The epidemic erupted in March 2006 and the Agriculture Ministry took two weeks to contain it, at a cost of NIS 14.7 million. Farmers were also paid compensation totaling NIS 21.3 million.

The methods used to cull the infected flocks were also faulted by the report for being inefficient and ineffective. There was no authority to oversee the national effort to combat the disease, and there was a lack of coordination between the different bodies concerned, the report revealed.

The comptroller also criticized the fact that the budget requested by the Agriculture Ministry prior to the outbreak was only transferred after the crisis began, and even then, a little over half of the requested funds were approved.

Women inadequately represented on Israel's Olympic Committee

The state comptroller examined Israel's Olympic Committee and found that not all sectors are properly represented within it. The International Olympic Committee recommends that women comprise 20 percent of the decision makers on any Olympic board. However, only two women serve on Israel's committee, out of 31 members.

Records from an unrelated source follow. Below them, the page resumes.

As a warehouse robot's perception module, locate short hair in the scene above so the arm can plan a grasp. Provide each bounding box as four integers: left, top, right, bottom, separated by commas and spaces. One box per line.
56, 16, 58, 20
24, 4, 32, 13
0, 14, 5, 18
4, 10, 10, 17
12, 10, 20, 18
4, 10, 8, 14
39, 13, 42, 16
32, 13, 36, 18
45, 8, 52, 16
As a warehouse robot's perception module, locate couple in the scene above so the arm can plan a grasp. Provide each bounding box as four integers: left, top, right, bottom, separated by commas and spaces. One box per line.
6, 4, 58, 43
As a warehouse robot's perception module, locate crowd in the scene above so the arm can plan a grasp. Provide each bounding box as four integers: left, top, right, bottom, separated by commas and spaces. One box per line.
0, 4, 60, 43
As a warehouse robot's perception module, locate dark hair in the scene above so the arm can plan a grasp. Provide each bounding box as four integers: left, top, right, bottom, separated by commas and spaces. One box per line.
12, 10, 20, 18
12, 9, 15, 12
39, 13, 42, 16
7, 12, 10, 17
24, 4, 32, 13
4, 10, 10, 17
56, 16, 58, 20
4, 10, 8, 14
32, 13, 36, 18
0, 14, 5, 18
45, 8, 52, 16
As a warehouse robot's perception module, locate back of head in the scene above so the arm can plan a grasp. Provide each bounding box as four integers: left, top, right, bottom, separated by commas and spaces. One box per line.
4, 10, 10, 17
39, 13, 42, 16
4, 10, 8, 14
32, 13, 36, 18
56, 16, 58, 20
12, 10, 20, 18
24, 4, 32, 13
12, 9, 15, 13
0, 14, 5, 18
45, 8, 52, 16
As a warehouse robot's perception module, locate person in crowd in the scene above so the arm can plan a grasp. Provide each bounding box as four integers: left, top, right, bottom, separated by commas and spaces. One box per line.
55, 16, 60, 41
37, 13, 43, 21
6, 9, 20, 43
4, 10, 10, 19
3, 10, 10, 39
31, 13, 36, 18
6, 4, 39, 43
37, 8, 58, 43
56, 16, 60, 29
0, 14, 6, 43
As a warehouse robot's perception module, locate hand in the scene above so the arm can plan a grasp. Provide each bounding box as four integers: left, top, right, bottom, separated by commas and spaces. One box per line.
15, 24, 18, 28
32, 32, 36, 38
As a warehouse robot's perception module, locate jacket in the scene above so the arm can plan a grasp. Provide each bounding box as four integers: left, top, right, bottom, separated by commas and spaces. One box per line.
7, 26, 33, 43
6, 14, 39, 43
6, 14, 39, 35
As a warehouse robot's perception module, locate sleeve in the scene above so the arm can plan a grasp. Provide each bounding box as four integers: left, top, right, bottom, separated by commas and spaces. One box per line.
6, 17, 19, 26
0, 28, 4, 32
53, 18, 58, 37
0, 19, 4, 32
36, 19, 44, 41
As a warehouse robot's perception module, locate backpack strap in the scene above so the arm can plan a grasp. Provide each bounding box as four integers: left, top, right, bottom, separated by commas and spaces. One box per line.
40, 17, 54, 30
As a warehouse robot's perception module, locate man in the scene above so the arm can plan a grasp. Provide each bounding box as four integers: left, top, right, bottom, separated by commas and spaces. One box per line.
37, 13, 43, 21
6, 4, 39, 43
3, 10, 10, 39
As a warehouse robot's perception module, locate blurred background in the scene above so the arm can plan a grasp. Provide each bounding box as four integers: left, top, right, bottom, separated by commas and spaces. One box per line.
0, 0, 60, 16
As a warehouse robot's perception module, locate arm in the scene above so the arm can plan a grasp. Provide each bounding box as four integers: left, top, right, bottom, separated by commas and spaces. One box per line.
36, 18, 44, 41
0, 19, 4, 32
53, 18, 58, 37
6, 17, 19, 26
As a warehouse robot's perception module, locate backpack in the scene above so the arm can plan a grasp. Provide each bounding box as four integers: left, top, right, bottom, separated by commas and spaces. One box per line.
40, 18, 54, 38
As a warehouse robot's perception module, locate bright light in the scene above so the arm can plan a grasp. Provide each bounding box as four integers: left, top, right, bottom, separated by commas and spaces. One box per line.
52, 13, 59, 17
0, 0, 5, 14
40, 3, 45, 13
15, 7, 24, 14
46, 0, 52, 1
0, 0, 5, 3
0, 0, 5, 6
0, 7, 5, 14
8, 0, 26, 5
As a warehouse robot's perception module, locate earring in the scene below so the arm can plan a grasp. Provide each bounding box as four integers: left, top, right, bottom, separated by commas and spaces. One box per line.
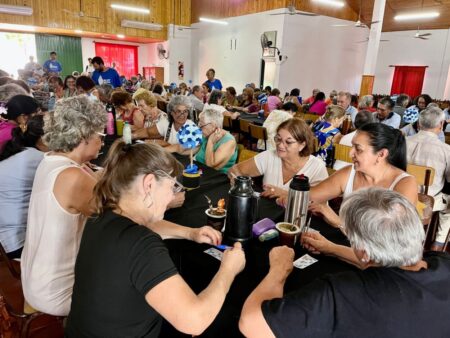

Kinneret beach bathers charged illegal entrance fees

Previous comptrollers have repeatedly criticized the practice of erecting illegal fencing around beaches at Lake Kinneret (the Sea of Galilee), and charging entrance fees for access to what is essentially public land.

The comptroller inspected the beaches and found a certain improvement in the enforcement of previous recommendations, but most of the beaches are still fenced and visitors are still charged entrance fees, in violation of the law.

The follow up inspection also revealed that the local authorities in Tiberias have yet to provide free parking along the Kinneret beaches, as required by the law. This too was criticized in previous reports, and still nothing has been done.